It is not easy for me. My family is a family of perfectionists. We are also quirky and accepting and a lot alike each other. Still there is an under current of perfectionism. We are smart and capable in our heads. It is hard I think for all of us to accept that we are not perfect. (Note, this is just my observation, not a judgment or necessarily fact. Even I am capable of over-generalizations.)
We are not unique in this by any standard. I have written before about how entrenched perfectionism is in our society. I think it comes through so easily in media and in the connections of modern technology. I also think that modern technology contains the seeds that may some day do away with so much perfectionism. I intend to do my part.
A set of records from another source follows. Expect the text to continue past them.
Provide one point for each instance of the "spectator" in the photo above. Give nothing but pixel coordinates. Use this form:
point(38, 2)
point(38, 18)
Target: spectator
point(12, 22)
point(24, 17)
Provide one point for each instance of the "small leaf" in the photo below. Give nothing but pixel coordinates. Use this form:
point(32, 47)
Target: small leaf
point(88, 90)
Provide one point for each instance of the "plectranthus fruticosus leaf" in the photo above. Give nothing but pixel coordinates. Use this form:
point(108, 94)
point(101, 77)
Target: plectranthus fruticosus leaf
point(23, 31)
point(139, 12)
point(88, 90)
I have failed on my 30 day trial of using Diet Power again. I do think this program is a good tool. I did use it to successfully lose a lot of weight. I have kept that weight off for several months now. I am not sure exactly why it is so hard to persevere now. There are complications in my life, but there are often complications in my life. Perhaps it is because I am healthier, and it no longer feels like a life or death issue. Perhaps I am experiencing growth in other areas. Perhaps I just let little things get to me and then don't get right back on track. Anyways, that is the fact.
I am not perfect.
I will keep on sharing though! I am really enjoying being back in the blogging groove. I do intend to keep striving to eat healthy. I may or may not lose weight. I hope you enjoy sharing my journey!